Ritesh Agarwal

At age 17, Ritesh Agarwal spent three months living out of a suitcase. His mom wanted him to get an engineering degree; instead, he began hopping among dozens of inns and bed-and-breakfasts throughout India, briefly manning reception desks and cleaning rooms at one of them. It was research, he says, for an online database of reliable places to stay. By the end of that trek, in 2011, he was convinced the industry’s biggest problem was a lack of consistent quality, especially among the independent budget hotels that make up almost 60 percent of India’s $7.2 billion lodging market. Respectable-looking exteriors often hid leaky faucets and stained sheets.

Agarwal’s solution was a hotel-booking app called Oyo Rooms, which lets room seekers choose from an approved list his team has selected based on certain minimum standards of service, cleanliness, and safety. The hoteliers agree to maintain those standards and a price. Oyo takes a 10 percent to 30 percent cut of the bookings. “When you book a room through Oyo, you know exactly what you’re going to get,” Agarwal says.

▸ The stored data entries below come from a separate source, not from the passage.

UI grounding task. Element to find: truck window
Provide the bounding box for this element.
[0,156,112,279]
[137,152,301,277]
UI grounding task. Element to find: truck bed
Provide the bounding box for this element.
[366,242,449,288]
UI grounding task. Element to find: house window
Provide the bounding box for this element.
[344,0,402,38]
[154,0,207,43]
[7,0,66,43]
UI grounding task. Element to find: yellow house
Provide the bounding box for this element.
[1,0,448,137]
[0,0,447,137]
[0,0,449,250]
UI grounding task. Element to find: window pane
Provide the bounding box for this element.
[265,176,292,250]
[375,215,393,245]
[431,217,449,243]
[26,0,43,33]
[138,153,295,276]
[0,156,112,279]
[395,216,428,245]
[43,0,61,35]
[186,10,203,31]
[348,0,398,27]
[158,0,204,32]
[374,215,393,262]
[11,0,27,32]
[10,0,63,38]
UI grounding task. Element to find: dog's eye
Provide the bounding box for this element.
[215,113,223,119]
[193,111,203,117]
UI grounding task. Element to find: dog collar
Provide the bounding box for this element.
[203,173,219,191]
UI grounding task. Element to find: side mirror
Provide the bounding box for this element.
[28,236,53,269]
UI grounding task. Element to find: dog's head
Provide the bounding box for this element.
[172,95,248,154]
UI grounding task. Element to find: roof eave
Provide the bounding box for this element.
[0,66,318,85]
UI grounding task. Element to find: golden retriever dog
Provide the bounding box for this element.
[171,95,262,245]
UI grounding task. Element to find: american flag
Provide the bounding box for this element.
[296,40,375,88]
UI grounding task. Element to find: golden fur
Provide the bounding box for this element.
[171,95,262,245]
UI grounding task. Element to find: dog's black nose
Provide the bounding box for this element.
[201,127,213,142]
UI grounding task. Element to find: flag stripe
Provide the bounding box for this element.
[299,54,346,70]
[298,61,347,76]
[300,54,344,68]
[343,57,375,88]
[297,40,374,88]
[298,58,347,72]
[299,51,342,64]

Founded in New Delhi in 2013, the company says it lists about 30,000 rooms in 120 Indian cities. Hundreds of staffers in the field evaluate properties on 200 factors, from the quality of mattresses and linens to maximum and minimum shower temperatures, according to the company’s vice president for product management, Anurag Gaggar. Hotel owners are often asked to buy new linen or apply a fresh coat of paint to get or maintain their Oyo listing, Gaggar says. Field staffer Krishan Kumar says he visits 32 hotels each week, recording the details of his inspections on his smartphone.

The next step, Agarwal says, is to incorporate more customer feedback, using poor reviews to encourage repairs. “If you can’t track it, you can’t make it nicer,” he says.

Agarwal seeded Oyo with $50,000 from a local startup accelerator, but he credits the company’s continued existence largely to a $100,000 fellowship from Peter Thiel, the PayPal co-founder who subsidizes students who drop out to start a company. Since then, Oyo has collected $125 million in venture funding from the likes of Sequoia Capital and Japanese telecommunications company SoftBank, and it claims to be doing about $200 million in bookings a year. There’s plenty of room for growth, Agarwal says. India has about two hotel rooms for every 10,000 people, compared with 40 in China and 200 in the U.S. India’s chain-hotel inventory will rise 30 percent by 2020, consulting firm HVS estimates.

Oyo’s founder comes with some baggage. A January investigation by Indian newspaper Livemint alleged that he pushed out early partners, withheld employee pay, and presented investors with inflated listings numbers. (Agarwal denies all of that.) In addition, many Indians aren’t yet convinced that hotels are a worthwhile investment. The country’s big chains reported a 57 percent occupancy rate last year, an eight-year low, as more travelers stayed with relatives. “There are lots of hotels where customers go in thinking, ‘Will there be rats in my room?’ ” says Chetan Kapoor, an analyst at researcher Phocuswright.